Aviation's Gift to Geography
"We have foregathered here as members of one of the world's greatest societies. Its primary purpose, inspired by altruistic motives, is to collect and diffuse geographic knowledge. All forms of transportation have proven valuable adjuncts toward accomplishing these aims; but none has ever presented possibilities as great as those offered by aeronautics.

"Exploration and travel are indispensable to geographic education. Expeditions which heretofore cost months in time and much in human hardships and sacrifice can now be accomplished in a matter of hours, with less exposure of personnel, by means of aircraft. Hazards there will always be in pioneering, but these are but an item in the sum total of the price of progress. Every achievement takes its toll, and we, who are the beneficiaries of what has gone before, do well to pay tribute to our contemporaries who have made their contribution to the well-being of posterity.
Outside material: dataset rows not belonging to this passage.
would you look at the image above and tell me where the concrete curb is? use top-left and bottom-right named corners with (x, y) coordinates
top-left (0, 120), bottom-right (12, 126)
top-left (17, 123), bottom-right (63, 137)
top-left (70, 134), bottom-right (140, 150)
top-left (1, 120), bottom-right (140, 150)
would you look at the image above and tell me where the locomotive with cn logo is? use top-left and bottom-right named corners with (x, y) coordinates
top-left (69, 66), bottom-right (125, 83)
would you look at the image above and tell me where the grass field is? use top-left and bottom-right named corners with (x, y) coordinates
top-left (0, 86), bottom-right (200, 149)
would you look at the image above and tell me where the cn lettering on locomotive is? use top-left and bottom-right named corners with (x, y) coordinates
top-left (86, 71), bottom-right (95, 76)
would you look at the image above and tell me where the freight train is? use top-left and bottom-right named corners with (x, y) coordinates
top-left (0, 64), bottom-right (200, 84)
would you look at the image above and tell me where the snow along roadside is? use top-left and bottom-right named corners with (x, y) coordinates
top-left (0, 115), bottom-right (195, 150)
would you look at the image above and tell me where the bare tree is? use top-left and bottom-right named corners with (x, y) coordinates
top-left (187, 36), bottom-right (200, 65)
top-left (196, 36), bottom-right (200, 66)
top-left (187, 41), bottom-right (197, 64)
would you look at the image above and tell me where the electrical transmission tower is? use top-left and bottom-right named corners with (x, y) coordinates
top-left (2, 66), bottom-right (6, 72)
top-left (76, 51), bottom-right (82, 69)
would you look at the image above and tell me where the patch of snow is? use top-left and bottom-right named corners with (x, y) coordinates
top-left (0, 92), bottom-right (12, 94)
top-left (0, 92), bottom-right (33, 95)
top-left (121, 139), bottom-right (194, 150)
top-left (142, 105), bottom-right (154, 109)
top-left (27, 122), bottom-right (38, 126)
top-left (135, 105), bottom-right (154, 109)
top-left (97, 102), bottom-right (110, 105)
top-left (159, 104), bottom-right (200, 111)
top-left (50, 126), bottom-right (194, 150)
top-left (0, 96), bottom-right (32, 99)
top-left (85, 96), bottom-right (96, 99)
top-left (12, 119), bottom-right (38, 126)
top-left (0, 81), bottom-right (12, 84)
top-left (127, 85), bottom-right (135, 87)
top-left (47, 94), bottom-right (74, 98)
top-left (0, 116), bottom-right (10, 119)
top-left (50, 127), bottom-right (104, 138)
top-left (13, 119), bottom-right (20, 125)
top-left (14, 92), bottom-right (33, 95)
"In an era teeming with invention and its resulting application to commerce and industry, it is difficult to ascribe to each its true value.  The use of aircraft conserves time—the stuff that life is made of—facilitates travel, bringing together in closer relationships and better understanding peoples of all nations; expedites commerce, with resulting prosperity; provides more effective means for exterminating crop—and life—destroying insects, and assists beyond measure man's battle against the destructive forces of fire and flood.

"There is not a man, woman, or child in this Nation to-day who is not more secure in, and better able to enjoy, all that life holds dear by reason of the pioneering that has been done in civil aeronautics.  Comparatively few in number are they that realize this, and still fewer fully comprehend its future possibilities. Truth is not always obvious, but faith sustains when vision fails.

"May I recount briefly something of what our Nation has contributed to the development of aviation. It includes the invention and first flight in an airplane, the first transatlantic flight, the only flight around the world, and the first flight to the North Pole.

"During this year alone American pilots, using aircraft and engines designed and built in the United States, completed a series of world-renowned transoceanic flights, spanning time and again the Atlantic, and the Pacific from the mainland to the Hawaiian Islands. These expeditions are frequently referred to as 'American stunt aviators,' but their real significance is far greater than that designation implies. They have done much to promote international good will, as well as to stimulate interest in aviation. All the participants in these great undertakings are worthy of our unstinted praise.